How does pre-training affect ICL?  ICL was first proposed in GPT-3, which showed that the ICL ability becomes more significant as the model size increases. Meanwhile, some studies have shown that small PLMs can also exhibit strong ICL capabilities with specially designed training tasks (eg, learning to predict labels given task examples and queries as input), possibly even surpassing larger models. This shows that the design of training tasks is an important factor affecting the ability of large language model ICL. In addition to training tasks, recent studies also investigate the relationship between ICL and pre-training corpora. It has been shown that the performance of ICL depends heavily on the source of the pre-training corpus rather than the size. Another study "Data distributional properties drive emergent in-context learning in transformers" provides an in-depth analysis of the impact of training data distribution. They found that ICL occurs when the training data can be clustered into many infrequent classes, rather than being uniformly distributed. Furthermore, the authors in "An explanation of in-context learning as implicit bayesian inference" theoretically explain ICL as a product of pre-training on documents that exhibit long-range coherence.

How do large language models perform ICL ? During the inference phase, researchers focus on analyzing how the ICL functions behave based on a given demonstration, since no explicit learning or updating is involved. They usually analyze from the perspective of gradient descent and regard ICL as implicit fine-tuning. Under this framework, the ICL process can be explained as follows: a large language model generates meta-gradients with respect to presentations via forward computation, and implicitly performs gradient descent via an attention mechanism. Experiments also show that some attention heads in large language models are able to perform task-independent atomic operations (e.g., copy and prefix matching), which is closely related to ICL capabilities.

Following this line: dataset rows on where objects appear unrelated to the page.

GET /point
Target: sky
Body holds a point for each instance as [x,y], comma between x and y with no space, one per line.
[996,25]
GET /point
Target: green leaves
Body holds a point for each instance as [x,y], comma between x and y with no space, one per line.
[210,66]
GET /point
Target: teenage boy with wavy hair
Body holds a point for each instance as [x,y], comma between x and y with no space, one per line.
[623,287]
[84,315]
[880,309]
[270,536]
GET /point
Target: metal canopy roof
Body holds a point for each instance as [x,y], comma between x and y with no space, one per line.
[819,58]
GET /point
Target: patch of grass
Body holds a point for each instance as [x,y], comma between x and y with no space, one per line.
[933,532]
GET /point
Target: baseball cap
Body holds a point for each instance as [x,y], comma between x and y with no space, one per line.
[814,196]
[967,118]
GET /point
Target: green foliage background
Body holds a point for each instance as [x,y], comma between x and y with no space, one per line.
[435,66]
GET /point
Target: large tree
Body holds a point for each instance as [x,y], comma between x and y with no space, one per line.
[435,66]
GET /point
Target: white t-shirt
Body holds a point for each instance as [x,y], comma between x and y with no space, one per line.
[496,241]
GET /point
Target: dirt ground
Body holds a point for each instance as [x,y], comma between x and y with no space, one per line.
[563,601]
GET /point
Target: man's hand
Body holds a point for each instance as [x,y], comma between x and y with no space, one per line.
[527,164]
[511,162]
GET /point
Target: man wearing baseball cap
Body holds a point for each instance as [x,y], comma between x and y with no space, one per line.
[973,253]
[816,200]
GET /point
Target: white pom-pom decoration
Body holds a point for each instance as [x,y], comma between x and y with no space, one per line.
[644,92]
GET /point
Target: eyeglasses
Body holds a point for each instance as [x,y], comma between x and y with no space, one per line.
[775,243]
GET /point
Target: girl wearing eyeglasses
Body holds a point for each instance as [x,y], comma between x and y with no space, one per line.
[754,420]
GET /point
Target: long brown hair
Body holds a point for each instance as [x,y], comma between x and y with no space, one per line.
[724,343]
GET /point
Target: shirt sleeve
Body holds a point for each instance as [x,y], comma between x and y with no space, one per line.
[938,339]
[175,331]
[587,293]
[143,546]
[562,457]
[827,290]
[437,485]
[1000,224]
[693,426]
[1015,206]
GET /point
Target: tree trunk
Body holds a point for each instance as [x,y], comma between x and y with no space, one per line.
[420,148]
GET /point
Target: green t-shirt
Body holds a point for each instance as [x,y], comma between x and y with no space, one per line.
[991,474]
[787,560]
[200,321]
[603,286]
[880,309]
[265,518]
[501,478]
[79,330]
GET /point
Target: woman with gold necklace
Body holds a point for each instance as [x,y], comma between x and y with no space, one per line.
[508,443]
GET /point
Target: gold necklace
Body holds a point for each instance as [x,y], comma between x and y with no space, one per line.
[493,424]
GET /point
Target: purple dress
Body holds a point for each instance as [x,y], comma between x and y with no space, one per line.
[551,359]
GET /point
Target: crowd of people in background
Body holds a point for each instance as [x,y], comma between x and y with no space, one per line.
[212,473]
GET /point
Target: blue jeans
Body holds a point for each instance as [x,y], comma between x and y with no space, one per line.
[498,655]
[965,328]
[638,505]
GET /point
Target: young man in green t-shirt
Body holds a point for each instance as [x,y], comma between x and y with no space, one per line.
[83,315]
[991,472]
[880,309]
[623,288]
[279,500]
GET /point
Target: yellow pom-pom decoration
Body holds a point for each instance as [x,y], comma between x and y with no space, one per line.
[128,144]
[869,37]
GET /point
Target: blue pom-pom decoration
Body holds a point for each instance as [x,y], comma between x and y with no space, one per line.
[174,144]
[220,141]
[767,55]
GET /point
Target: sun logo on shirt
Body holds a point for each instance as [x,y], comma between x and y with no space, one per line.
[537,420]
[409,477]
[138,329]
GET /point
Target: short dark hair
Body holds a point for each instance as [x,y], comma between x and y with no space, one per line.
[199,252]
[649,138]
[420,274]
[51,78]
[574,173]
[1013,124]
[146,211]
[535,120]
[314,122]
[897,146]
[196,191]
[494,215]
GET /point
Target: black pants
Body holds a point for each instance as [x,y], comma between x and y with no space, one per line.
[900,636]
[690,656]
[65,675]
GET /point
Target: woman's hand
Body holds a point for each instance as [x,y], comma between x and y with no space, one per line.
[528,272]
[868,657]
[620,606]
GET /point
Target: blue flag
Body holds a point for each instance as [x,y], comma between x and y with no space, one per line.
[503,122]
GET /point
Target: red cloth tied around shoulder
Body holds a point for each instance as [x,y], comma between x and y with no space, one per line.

In order to further explore the working mechanism of ICL, some studies abstract ICL as an algorithmic learning process. Specifically, the authors in "What learning algorithm is in-context learning? investigations with linear models" found that large language models essentially encode implicit models through their parameters during pre-training. With examples provided in ICL, large language models can implement learning algorithms such as gradient descent or directly compute closed-form solutions to update these models during forward computation. Under this explanatory framework, it has been shown that large language models can effectively learn simple linear functions and even some complex functions such as decision trees with ICL.

Chain-of-Thought Prompting

Chain of Thought (CoT) is an improved hinting strategy that improves the performance of large language models on complex reasoning tasks, such as arithmetic reasoning, commonsense reasoning, and symbolic reasoning. Rather than simply constructing hints from input-output pairs as in ICL, CoT incorporates intermediate reasoning steps that lead to final outputs into hints. In the following, we detail the use of CoT with ICL and discuss when and why CoT cues are useful.

Context Learning with CoT

Generally, CoT can be used with ICL in two main settings, the few-shot and zero-shot settings, as described below.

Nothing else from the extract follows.